ENG 713: Crafting a Nonfiction Manuscript
Laurel Flores Fantauzzo
Time: T 15:15-17:45
This course will study the craft of the book-length nonfiction manuscript. We will begin by examining a wide range of nonfiction books in a variety of forms within the genre: memoir, narrative journalism, lyric essay, and graphic. We will examine the choices authors made in completing their nonfiction books, such as structure, theme, narrative voice, research, and ethics.
Students will, at the same time, work on their own original nonfiction; each class will include a generative in-class prompt to be developed further by the writer. By the end of the course, each student should expect to complete the two chapters of their own nonfiction projects (at least 5,000 to 7,000 words) though advanced students may complete more. Students working on creative theses and dissertations may will find this course supportive for their manuscripts.
Possible Texts, to be finalized on the first day of class:
The Best We Could Do, Thi Bui. Harry N. Abrams; Reprint edition (April 17, 2018) ISBN 978-1419718786
Among the Living and the Dead, Inara Verzemnieks. W. W. Norton & Company; 1 edition (September 25, 2018) ISBN 978-0393356199
Heavy, Kiese Laymon. Scribner; First Edition edition (October 16, 2018) ISBN 13 978-1501125652
The Body: An Essay, Jenny Boully. Essay Press, (March 1, 2007) ISBN-13: 978-0979118920
Don’t Come Back, Lina María Ferreira Cabeza-Vanegas, Mad River Books; 1 edition (January 1, 2017) ISBN-13: 978-0814253953
An original first chapter of a nonfiction manuscript (at least 2500-3500 words), plus an outline of the entire manuscript.

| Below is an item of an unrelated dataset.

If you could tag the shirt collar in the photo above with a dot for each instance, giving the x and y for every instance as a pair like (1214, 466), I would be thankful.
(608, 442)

A presentation, summary, and series of discussion questions on one book in the course.
Written workshop comments on classmates’ drafts.
Explore the cultural context and broader significance of the genre.
Interpret nonfiction works in a variety of media through close reading.
Engage the reading and writing of others in active, critical ways.
Write, critique, and revise works of original nonfiction on deadline.
Identify the detail, intention, execution, and possibilities of individual nonfiction works.
Cultivate critical reflection while acknowledging your individual feeling.
Discover and articulate your own ethics and aesthetics within the genre.